Agent/Runner Management
| Item | GitHub Actions | Azure DevOps |
|---|---|---|
| Hosted resource grouping | Runner Groups (Org or Enterprise) | Agent Pools (Org or Project) |
| Self-hosted registration | Repository / Org / Enterprise | Agent Pool |
| Auto-scaling | Larger runners or self-hosted scale-out | Scale Set Agents (VMSS) with autoscale |
| Ephemeral instances | ACA Jobs or ephemeral runner actions | VMSS agents launch per job |
YAML Comparison
# GitHub Actions
jobs:
build:
runs-on: ubuntu-latest
steps:
- uses: actions/checkout@v4
- run: dotnet build
# Azure DevOps Pipelines
jobs:
- job: Build
pool:
vmImage: ubuntu-latest
steps:
- checkout: self
- script: dotnet build
The structure is nearly identical.

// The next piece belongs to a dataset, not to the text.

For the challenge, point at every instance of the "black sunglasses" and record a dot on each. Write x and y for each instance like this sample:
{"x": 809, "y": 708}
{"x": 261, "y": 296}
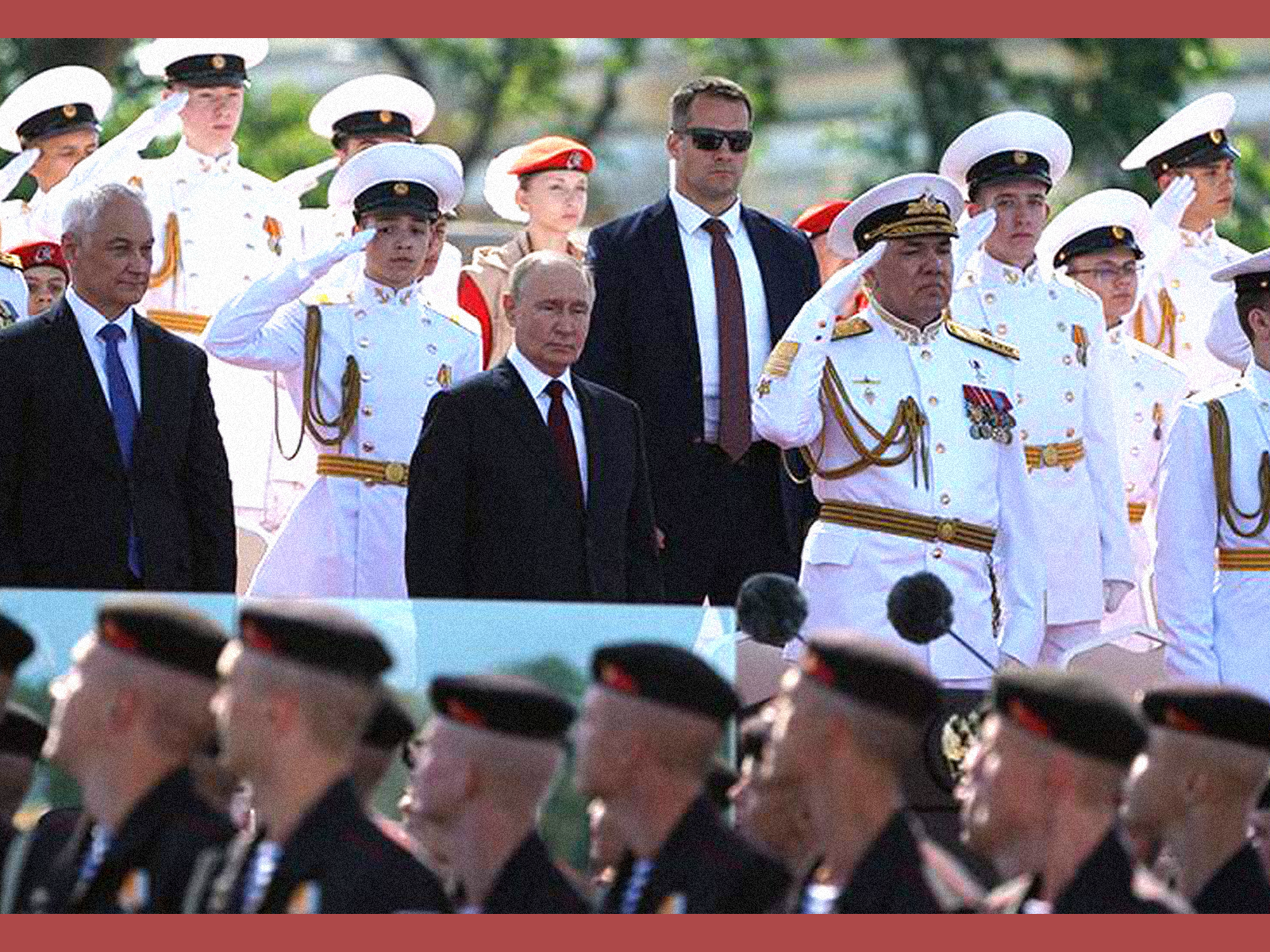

The key difference is in the ecosystem: GitHub Actions uses Actions (uses), while Azure DevOps uses Tasks (task).
Which to Choose
| Priority | Recommendation |
|---|---|
| Code is already on GitHub | GitHub Actions (seamless integration) |
| Heavy use of Azure services | Azure DevOps (rich service connections and environment management) |
| Maximize free concurrency | GitHub Actions (20 concurrent jobs on free tier) |
| Enterprise governance | Azure DevOps (granular project/team/approval-gate management) |
| Higher default hosted runner specs | GitHub Actions (4 vCPU / 16 GB by default) |
Summary
GitHub Actions Compute Resources — Quick Reference
Default spec: ubuntu-latest = 4 vCPU / 16 GB RAM
Concurrency: Free=20, Pro=40, Team=60, Enterprise=500 concurrent jobs
Parallelism: Matrix strategy / parallel jobs / concurrency groups
Scaling up: Larger runners (4–64 vCPU) / self-hosted runners
Cost efficiency: Cache dependencies / set timeouts / choose the right OS
GitHub Actions excels at "high specs out of the box with minimal setup." Azure DevOps excels at "granular project governance and approval workflows." The two are also frequently used together — hosting code on GitHub while deploying via Azure Pipelines is a common hybrid architecture.